Third, as required, the Department issued extensive, formal guidelines to all Federal agencies, in consultation with the Office of Management and Budget, on the preparation and submission of annual FOIA reports under the new procedures and timetable prescribed by EFOIA.
Fourth, Attorney General Reno recently sent a memorandum to the heads of all Federal departments and agencies that specifically addressed the importance of coordinating an agency's FOIA and technical staff. In her memorandum of September 3, 1999, the Attorney General stated that compliance with EFOIA and effective agency FOIA web sites "require that an agency's FOIA officers and its IRM personnel work together in a new partnership, with strong institutional ties[.]" For this reason, the Attorney General stated that "[i]t should be a primary mission of each agency's IRM staff [to] facilitate the prompt and accurate disclosure of information through [its] agency's FOIA sites." "This assistance is now vital to the full and proper administration of the Act[,]" the Attorney General added. In an effort to disseminate this message throughout all agency IRM (as well as FOIA) channels, Attorney General Reno asked the heads of all departments and agencies to pay "particular attention to [the memorandum's] distribution to all agency IRM personnel."
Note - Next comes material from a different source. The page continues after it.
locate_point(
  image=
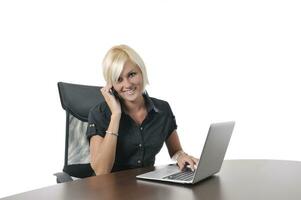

In our view, federal agencies generally have followed the Department's extensive guidance and training to develop effective FOIA web sites and otherwise comply with EFOIA. Although there is more work to be done and more progress to be made, we believe that the Department of Justice and other federal agencies have provided materially better service and more responsive government to the American people through our online access efforts. We will continue to encourage compliance with EFOIA and work with federal agencies to improve their FOIA web sites and the kinds of information and FOIA services that are made available to the public via the Internet. We also look forward to working with this Subcommittee on these important issues. I would be pleased to respond to your questions.